Il dialetto, come ogni lingua, è il risultato di una
stratificazione e consolidamento nel tempo. È una storia. Il
dialetto come “antica testimonianza delle origini di un popolo”
ricorda anche Luigi Giavini “si può paragonare [...] ad un
terreno di interesse archeologico dove occorre sondare, ripulire
per riportare alla luce anche minimi reperti che sono come i
tasselli di un mosaico che a poco a poco si rivela nella
pienezza del suo significato” (Le origini di Busto Arsizio,
Nomos Edizioni 2002, p.26).
Qui, risulta lecito instaurare il parallelo con il restauro
della chiesa prepositurale di San Genesio. Una bella e lunga
storia. Sotto il pavimento rimosso, ecco, spalando, altri strati
relativi a pavimenti e storie di altre epoche. Di altri mondi.
Così, spalando di buona lena, si è toccato lo strato legato al
Seicento e, più sotto, al Cinquecento di san Carlo Borromeo.
Poi, il Medioevo. Ancora più in basso, ecco le epoche
barbariche: franchi e, prima ancora, i longobardi. Più sotto, la
fine dell’epoca romana e il primo cristianesimo di sant’Ambrogio.
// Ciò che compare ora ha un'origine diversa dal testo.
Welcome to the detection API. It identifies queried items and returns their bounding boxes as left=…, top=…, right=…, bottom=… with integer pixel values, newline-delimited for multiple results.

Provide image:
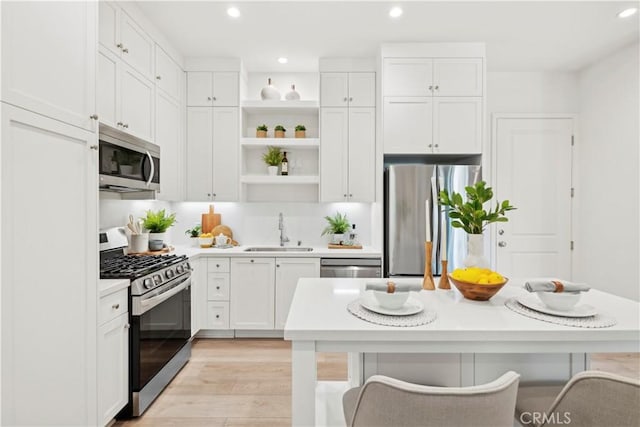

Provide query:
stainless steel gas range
left=100, top=228, right=192, bottom=417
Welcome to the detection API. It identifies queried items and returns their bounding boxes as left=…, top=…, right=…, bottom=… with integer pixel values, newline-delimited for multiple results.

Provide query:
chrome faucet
left=278, top=212, right=289, bottom=246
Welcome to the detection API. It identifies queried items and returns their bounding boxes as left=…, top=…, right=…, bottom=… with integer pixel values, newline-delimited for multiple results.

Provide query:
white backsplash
left=100, top=200, right=371, bottom=246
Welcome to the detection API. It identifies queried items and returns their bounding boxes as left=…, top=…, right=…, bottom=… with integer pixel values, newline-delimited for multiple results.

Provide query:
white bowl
left=373, top=291, right=409, bottom=310
left=536, top=292, right=581, bottom=311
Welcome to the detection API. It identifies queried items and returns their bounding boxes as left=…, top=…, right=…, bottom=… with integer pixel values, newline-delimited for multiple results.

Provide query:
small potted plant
left=321, top=212, right=351, bottom=245
left=262, top=146, right=283, bottom=176
left=295, top=125, right=307, bottom=138
left=256, top=125, right=269, bottom=138
left=273, top=125, right=287, bottom=138
left=142, top=209, right=176, bottom=244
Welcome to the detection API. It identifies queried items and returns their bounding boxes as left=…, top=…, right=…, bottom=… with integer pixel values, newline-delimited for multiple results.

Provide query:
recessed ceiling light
left=389, top=7, right=402, bottom=18
left=618, top=7, right=638, bottom=18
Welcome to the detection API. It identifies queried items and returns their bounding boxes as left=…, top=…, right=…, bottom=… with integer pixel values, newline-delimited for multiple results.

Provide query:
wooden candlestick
left=422, top=242, right=436, bottom=291
left=438, top=260, right=451, bottom=289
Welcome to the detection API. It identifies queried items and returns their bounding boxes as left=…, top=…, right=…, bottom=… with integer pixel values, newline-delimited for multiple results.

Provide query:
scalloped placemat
left=347, top=298, right=437, bottom=327
left=504, top=298, right=618, bottom=328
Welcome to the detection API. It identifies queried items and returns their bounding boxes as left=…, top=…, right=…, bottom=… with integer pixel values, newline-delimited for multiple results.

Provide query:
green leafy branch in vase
left=438, top=181, right=516, bottom=234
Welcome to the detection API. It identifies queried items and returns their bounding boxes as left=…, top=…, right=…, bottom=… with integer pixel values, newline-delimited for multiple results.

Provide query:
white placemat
left=504, top=298, right=617, bottom=328
left=347, top=299, right=437, bottom=327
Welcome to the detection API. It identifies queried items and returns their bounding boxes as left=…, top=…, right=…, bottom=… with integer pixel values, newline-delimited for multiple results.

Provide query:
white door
left=209, top=107, right=240, bottom=202
left=495, top=118, right=573, bottom=279
left=349, top=108, right=376, bottom=202
left=320, top=73, right=349, bottom=107
left=186, top=107, right=213, bottom=202
left=229, top=258, right=275, bottom=329
left=382, top=96, right=433, bottom=154
left=320, top=108, right=349, bottom=202
left=276, top=258, right=320, bottom=329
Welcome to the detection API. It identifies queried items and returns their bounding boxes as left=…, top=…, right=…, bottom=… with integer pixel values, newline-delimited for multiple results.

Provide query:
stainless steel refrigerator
left=384, top=164, right=482, bottom=277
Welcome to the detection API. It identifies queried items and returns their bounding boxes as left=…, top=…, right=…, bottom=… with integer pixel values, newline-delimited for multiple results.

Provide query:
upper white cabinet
left=187, top=71, right=239, bottom=107
left=0, top=2, right=97, bottom=130
left=320, top=73, right=376, bottom=107
left=383, top=58, right=483, bottom=96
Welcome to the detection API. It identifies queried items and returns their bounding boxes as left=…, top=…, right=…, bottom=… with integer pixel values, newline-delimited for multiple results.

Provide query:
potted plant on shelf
left=273, top=125, right=287, bottom=138
left=295, top=125, right=307, bottom=138
left=256, top=125, right=269, bottom=138
left=438, top=181, right=516, bottom=268
left=142, top=209, right=176, bottom=244
left=262, top=146, right=283, bottom=176
left=321, top=212, right=351, bottom=245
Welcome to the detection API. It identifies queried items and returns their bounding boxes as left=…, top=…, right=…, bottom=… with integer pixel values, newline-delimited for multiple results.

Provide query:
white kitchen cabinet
left=0, top=2, right=97, bottom=130
left=0, top=104, right=99, bottom=425
left=320, top=73, right=376, bottom=107
left=275, top=258, right=320, bottom=329
left=320, top=108, right=376, bottom=202
left=229, top=257, right=275, bottom=329
left=155, top=90, right=185, bottom=201
left=187, top=71, right=239, bottom=107
left=187, top=107, right=239, bottom=202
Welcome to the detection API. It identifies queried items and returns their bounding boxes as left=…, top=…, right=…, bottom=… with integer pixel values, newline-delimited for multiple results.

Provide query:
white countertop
left=285, top=278, right=640, bottom=351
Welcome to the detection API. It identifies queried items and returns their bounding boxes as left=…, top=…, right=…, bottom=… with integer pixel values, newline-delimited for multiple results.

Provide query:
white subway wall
left=574, top=43, right=640, bottom=300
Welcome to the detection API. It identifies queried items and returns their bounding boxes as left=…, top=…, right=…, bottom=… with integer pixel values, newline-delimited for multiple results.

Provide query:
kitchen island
left=284, top=279, right=640, bottom=426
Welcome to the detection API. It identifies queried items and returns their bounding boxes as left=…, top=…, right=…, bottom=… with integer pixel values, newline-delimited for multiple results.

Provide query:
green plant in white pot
left=438, top=181, right=516, bottom=268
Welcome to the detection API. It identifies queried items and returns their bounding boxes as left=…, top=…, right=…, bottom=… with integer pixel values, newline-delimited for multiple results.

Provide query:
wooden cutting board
left=202, top=205, right=221, bottom=233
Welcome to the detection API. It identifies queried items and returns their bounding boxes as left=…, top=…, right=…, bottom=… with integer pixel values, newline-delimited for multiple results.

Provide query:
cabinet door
left=120, top=64, right=155, bottom=142
left=382, top=97, right=433, bottom=154
left=0, top=103, right=98, bottom=425
left=320, top=73, right=349, bottom=107
left=155, top=45, right=182, bottom=101
left=187, top=71, right=213, bottom=107
left=0, top=1, right=97, bottom=130
left=433, top=58, right=482, bottom=96
left=320, top=108, right=349, bottom=202
left=120, top=11, right=155, bottom=80
left=98, top=313, right=129, bottom=425
left=96, top=47, right=121, bottom=127
left=276, top=258, right=320, bottom=329
left=349, top=108, right=376, bottom=202
left=213, top=73, right=240, bottom=107
left=229, top=258, right=275, bottom=329
left=187, top=107, right=213, bottom=201
left=155, top=90, right=185, bottom=202
left=98, top=1, right=122, bottom=56
left=433, top=97, right=482, bottom=154
left=349, top=73, right=376, bottom=107
left=382, top=58, right=433, bottom=96
left=209, top=107, right=240, bottom=202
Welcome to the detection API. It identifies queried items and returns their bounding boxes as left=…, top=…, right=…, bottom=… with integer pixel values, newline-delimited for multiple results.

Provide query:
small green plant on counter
left=321, top=212, right=351, bottom=236
left=438, top=181, right=516, bottom=234
left=142, top=209, right=176, bottom=233
left=184, top=224, right=202, bottom=237
left=262, top=146, right=283, bottom=166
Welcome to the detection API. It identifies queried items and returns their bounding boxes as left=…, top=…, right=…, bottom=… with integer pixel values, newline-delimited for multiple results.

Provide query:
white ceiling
left=132, top=0, right=640, bottom=72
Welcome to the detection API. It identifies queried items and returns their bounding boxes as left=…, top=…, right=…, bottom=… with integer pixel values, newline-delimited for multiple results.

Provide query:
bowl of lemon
left=449, top=267, right=509, bottom=301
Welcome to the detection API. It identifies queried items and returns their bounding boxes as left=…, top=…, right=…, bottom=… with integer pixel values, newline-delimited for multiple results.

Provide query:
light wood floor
left=115, top=339, right=640, bottom=427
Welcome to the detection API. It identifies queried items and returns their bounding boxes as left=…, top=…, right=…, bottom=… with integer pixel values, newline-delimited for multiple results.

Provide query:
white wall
left=574, top=43, right=640, bottom=300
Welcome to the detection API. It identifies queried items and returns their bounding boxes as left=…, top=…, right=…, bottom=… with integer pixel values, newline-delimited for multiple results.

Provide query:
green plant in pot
left=262, top=146, right=284, bottom=176
left=438, top=181, right=516, bottom=268
left=321, top=212, right=351, bottom=244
Più sotto ancora, l’epoca romana.
E lì don Felice è riuscito a far spegnere il motore della ruspa
– curioso: l’infinito latino ruspāre significa ‘scrutare,
ricercare, rastrellare’ – e a evitare che la benna (parola
derivata dal tardo bĕnna(m), di origine celtica) coi suoi denti
scavasse e rovistasse oltre. Si sarebbe arrivati all’epoca pre
romana.
Fermi, fermi con le pale, per pietà.
A quel ritmo si sarebbe arrivati ai Flintstones!